Crisis In An Organization
Filed Under (Uncategorized) by maze_hmm on 10-07-2009
Tagged Under : attention, communicate, crisis, deal, exception, experience, immediate, organization, overreact, pay off, reward, routine, time
In dealing crisis situation in an organization managers should consider these ideas:
1. Don’t overreact - You need to acknowledge that mistakes will happen.
If people in your organization are afraid to communicate problems or emergencies because of
your overreaction to their news, they may wait as long as possible or even stop telling you when
things go wrong.
2. Figure out if it’s a real crisis or just seems like one - Often you’ll discover that what appears to be urgent crisis turns out to be nothing at all. A real crisi is something that is truly important that requires your immediate attention. If the situation is a real crisis, then you may have to drop everything you are doing and eal with it. If it is not a real crisis, and it doesn’t require your immediate attention, you can often delegate it and treat it as a training experience.
3. Avoind management by crisis - Management by crisis is allowing unexpected events, interruptions, problems, or emergencies to dictate your priorities and actions.

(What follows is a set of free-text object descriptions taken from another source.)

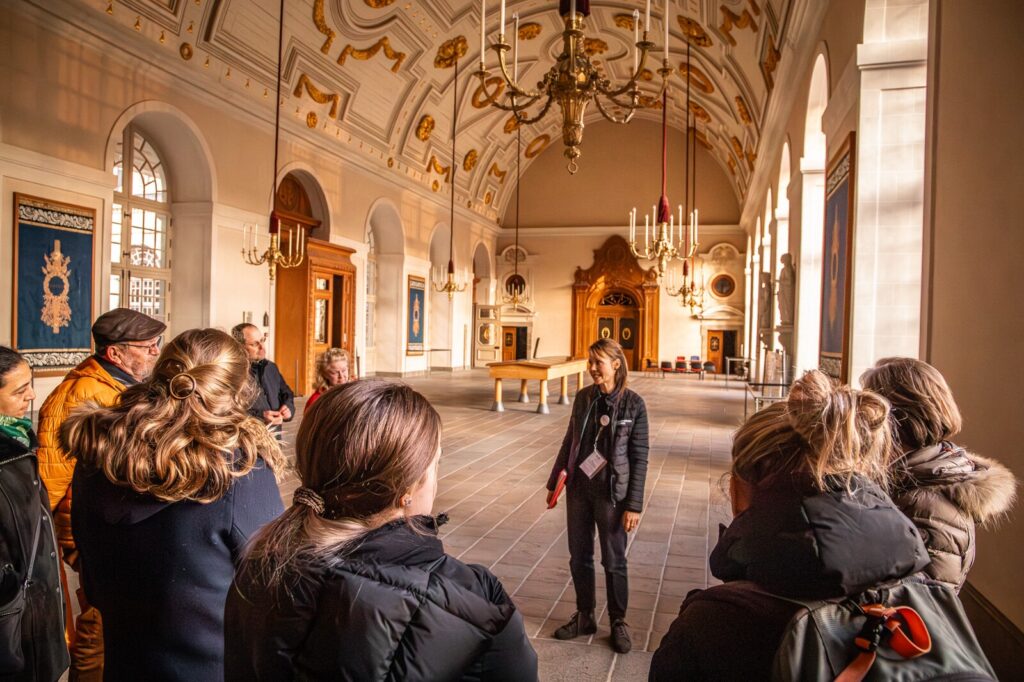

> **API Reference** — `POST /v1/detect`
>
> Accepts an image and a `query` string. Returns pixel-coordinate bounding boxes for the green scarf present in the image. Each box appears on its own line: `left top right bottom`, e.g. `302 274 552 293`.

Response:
0 415 32 448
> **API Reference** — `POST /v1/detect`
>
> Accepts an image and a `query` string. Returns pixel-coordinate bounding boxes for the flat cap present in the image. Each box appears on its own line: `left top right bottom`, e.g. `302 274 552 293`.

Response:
92 308 167 347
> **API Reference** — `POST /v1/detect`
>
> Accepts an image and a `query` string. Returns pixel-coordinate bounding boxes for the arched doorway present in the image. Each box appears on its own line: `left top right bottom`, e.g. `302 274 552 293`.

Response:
571 235 659 370
364 200 405 375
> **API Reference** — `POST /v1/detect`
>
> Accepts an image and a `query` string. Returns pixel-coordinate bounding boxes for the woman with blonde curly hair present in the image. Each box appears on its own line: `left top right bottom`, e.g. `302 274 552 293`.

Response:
306 347 350 408
61 328 285 681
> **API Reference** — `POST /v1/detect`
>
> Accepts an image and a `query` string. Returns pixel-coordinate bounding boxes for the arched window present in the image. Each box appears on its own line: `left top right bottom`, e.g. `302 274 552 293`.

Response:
110 127 172 322
365 230 377 355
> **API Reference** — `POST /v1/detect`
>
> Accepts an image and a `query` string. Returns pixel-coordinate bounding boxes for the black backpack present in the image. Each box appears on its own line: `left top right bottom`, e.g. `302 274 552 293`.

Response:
768 578 995 681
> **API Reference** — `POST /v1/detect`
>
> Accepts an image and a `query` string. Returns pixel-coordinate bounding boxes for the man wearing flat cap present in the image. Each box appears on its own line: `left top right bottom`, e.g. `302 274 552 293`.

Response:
36 307 166 681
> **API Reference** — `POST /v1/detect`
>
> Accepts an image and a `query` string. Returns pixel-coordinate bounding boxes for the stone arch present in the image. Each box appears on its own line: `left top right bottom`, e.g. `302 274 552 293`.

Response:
472 240 493 305
364 199 406 374
428 221 453 362
275 162 331 240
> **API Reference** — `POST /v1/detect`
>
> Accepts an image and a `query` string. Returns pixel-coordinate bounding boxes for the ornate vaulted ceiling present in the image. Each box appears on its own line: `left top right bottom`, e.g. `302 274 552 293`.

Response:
81 0 794 223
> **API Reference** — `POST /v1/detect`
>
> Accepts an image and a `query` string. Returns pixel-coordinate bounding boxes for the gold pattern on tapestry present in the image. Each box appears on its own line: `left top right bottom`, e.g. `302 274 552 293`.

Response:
473 77 505 108
338 37 406 73
435 35 468 69
719 7 758 47
689 101 711 123
678 16 713 47
416 115 435 141
679 63 713 93
488 163 508 184
761 36 781 89
463 149 479 171
503 115 520 134
294 74 341 119
41 240 72 334
735 95 752 125
583 38 608 56
525 134 551 159
518 22 542 40
426 155 452 183
313 0 336 54
179 43 193 60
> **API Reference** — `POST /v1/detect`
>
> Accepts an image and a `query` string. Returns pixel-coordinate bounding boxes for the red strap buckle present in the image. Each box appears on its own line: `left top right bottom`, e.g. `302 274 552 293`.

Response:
836 604 932 682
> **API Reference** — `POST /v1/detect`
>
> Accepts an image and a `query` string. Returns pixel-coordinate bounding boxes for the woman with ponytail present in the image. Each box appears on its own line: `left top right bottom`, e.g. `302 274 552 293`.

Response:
651 371 932 679
61 328 284 681
225 380 537 681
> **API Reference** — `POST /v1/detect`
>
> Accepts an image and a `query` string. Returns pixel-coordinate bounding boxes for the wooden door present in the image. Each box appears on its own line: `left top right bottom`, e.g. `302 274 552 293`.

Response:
707 330 725 373
310 270 334 373
597 306 638 370
502 326 517 361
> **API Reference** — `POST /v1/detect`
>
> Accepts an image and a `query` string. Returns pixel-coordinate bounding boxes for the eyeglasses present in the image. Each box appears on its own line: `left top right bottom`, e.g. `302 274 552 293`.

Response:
120 338 162 353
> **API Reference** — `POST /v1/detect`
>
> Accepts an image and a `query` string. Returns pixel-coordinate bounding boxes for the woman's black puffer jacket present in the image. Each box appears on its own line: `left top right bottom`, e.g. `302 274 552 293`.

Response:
225 515 538 681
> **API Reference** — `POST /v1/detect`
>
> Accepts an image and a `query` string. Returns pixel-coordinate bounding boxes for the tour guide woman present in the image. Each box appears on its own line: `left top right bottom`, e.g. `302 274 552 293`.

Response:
546 338 649 654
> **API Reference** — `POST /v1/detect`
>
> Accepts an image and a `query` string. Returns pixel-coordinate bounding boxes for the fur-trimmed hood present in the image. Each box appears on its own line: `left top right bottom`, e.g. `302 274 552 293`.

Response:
899 442 1018 527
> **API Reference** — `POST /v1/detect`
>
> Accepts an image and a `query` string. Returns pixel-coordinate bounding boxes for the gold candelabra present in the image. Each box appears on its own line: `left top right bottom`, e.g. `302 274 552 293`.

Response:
477 3 669 173
432 260 469 300
666 259 705 316
241 214 306 283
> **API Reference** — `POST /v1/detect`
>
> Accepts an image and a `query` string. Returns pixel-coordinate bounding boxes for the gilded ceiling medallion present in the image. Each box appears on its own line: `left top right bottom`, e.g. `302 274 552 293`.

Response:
679 63 713 94
432 180 440 192
640 69 654 82
338 37 406 73
388 157 395 168
463 149 479 171
735 96 752 124
434 35 468 69
313 0 336 54
727 155 737 175
179 43 193 61
583 38 608 56
639 95 662 109
294 74 341 118
484 191 493 205
761 36 781 90
472 77 505 108
306 112 319 128
416 115 435 141
503 115 519 134
518 22 542 40
731 136 744 156
613 14 635 30
524 134 551 159
719 8 758 47
745 148 757 170
677 16 713 47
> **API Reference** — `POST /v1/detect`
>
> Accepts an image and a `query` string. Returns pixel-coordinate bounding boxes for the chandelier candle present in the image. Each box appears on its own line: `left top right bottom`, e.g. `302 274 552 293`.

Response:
479 0 486 70
633 10 639 72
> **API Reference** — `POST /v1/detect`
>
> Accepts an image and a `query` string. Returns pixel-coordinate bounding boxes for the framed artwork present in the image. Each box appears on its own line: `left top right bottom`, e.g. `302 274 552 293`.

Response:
819 132 856 381
12 193 96 372
406 275 425 355
710 274 736 298
477 305 497 320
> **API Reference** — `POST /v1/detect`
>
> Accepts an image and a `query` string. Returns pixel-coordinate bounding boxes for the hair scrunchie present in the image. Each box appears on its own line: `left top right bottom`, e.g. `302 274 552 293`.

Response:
293 487 326 515
168 372 197 400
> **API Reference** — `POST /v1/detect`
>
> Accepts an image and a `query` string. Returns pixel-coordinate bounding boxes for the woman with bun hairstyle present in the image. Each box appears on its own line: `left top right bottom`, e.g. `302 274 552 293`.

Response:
650 371 931 679
61 328 285 681
861 357 1017 591
226 380 537 681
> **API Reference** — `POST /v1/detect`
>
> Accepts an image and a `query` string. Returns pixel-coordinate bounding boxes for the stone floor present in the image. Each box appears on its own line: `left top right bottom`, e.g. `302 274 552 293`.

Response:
280 369 741 680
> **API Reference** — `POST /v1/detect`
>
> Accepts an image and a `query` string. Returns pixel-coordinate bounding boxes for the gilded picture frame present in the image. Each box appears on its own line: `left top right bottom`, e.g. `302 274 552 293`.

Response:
819 132 856 382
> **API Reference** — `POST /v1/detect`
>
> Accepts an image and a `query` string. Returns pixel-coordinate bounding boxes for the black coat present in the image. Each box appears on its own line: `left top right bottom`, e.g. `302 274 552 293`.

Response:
248 359 295 420
649 475 930 680
71 455 283 681
0 432 68 682
547 384 650 512
225 516 539 681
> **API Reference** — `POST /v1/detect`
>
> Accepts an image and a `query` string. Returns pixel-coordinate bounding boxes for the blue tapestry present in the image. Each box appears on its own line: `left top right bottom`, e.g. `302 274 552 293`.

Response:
14 195 95 370
407 276 425 355
819 139 854 380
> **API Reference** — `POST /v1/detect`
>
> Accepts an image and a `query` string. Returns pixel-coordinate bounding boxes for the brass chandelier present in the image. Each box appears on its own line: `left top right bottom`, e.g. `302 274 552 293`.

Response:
432 58 469 300
477 0 671 173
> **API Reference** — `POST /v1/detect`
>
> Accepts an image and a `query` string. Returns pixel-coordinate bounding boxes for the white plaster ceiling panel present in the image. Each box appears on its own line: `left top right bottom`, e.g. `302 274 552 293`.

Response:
75 0 795 220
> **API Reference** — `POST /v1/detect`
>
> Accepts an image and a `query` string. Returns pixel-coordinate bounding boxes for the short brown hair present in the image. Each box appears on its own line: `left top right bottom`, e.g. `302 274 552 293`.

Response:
588 338 628 393
860 357 962 452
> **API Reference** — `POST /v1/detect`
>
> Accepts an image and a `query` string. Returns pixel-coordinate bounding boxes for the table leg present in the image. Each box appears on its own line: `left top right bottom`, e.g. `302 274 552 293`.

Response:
518 379 530 403
536 379 550 414
558 375 570 405
577 371 585 395
491 378 504 412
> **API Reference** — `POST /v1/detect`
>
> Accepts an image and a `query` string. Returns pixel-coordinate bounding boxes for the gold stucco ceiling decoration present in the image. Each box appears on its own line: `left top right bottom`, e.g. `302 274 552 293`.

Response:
488 162 508 184
720 7 759 47
735 95 752 125
640 69 654 81
678 16 713 47
689 101 711 123
364 0 397 7
613 14 636 30
679 63 714 94
338 37 406 73
294 74 341 119
583 38 608 56
484 191 493 205
524 134 551 159
416 115 435 141
463 149 479 171
434 35 468 69
472 77 505 108
518 22 542 40
313 0 335 54
761 36 781 90
306 112 319 128
731 136 744 156
503 115 520 134
426 155 452 182
745 148 756 171
179 43 193 60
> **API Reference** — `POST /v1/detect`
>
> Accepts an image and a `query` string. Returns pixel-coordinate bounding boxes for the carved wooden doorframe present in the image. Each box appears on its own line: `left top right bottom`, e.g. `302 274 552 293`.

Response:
571 235 659 370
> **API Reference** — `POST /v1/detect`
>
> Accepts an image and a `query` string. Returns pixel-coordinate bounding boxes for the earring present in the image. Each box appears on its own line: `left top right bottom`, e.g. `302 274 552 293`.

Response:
403 497 412 507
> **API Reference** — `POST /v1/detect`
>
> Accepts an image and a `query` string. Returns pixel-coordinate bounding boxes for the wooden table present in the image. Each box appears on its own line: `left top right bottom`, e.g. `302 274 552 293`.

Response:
487 357 588 415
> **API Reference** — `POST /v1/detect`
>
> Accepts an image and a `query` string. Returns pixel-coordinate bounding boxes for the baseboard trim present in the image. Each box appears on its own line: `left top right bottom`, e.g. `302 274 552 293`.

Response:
960 580 1024 679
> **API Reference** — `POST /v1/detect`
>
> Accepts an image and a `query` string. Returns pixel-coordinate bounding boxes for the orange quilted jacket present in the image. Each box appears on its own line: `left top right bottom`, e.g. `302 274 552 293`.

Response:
36 357 125 561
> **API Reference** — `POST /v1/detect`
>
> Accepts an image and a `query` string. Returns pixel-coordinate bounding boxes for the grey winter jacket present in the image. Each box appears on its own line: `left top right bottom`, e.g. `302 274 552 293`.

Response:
892 441 1017 591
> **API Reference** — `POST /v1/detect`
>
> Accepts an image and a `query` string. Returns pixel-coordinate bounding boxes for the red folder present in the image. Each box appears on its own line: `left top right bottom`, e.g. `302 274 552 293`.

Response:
548 470 567 509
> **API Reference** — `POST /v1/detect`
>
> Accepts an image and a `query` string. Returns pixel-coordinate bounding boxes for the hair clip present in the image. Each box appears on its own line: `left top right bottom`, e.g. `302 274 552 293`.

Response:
168 372 197 399
294 486 326 514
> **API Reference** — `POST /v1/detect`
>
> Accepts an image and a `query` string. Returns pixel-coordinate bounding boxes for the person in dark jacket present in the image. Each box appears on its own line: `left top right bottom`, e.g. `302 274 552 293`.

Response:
61 329 285 681
226 380 538 681
650 371 932 680
0 346 68 682
861 357 1017 591
546 338 649 654
231 323 294 439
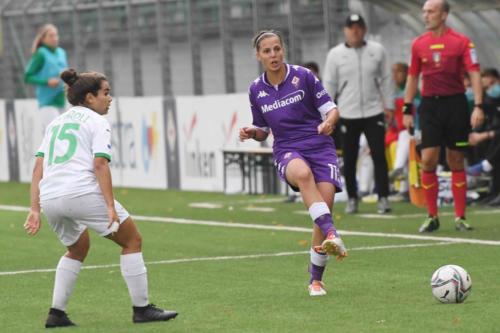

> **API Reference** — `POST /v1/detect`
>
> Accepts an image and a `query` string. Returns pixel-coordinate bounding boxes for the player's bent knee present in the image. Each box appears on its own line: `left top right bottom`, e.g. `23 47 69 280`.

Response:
288 163 313 184
294 169 313 182
121 227 142 251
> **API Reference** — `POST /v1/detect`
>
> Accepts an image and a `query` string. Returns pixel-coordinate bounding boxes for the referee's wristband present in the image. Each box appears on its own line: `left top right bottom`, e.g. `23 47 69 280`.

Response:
474 103 483 109
402 103 413 115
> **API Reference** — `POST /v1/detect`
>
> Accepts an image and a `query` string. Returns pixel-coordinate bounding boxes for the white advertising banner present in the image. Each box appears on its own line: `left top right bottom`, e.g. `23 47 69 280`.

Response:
176 93 261 192
8 94 279 193
14 99 44 182
102 101 122 186
110 97 167 189
0 100 8 181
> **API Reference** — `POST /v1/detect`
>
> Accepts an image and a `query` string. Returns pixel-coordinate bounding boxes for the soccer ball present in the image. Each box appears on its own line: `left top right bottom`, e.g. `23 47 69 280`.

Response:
430 265 472 303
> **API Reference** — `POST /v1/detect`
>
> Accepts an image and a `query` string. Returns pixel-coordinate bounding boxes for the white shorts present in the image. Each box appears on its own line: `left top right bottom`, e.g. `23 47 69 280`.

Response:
41 193 130 246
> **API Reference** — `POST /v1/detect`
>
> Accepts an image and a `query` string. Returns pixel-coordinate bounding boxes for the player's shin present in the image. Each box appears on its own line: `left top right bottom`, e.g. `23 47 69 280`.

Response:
308 202 338 237
309 247 328 283
422 171 439 217
120 252 149 307
51 256 82 311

Sometimes we do need to react quickly to a crisis and contain it before it does more damage. The problem comes when crisis management becomes the routine rather than the exception. If you spend more of your time putting out fires than doing your work, you are managing by crisis.
When crisis management becomes the routine, it can easily lead to what Stephen Covey refers to as “Urgency Addiction.”
People that are addicted to urgency enjoy putting out fires, they like stepping in and solving problems, and their bosses often reward them for doing so. They have no incentive to avoid or prevent the fires because they get a payoff
every time they put one out.
When crisis management becomes your normal way of doing business, it’s usually pointing to a more fundamental problem that you need to solve.
An old Chinese proverb says, “The superior doctor prevents sickness. The mediocre doctor attends to impending sickness. The inferior doctor treats sickness.”
Don’t just treat the symptoms of the latest crisis, cure the underlying disease and prevent it from recurring.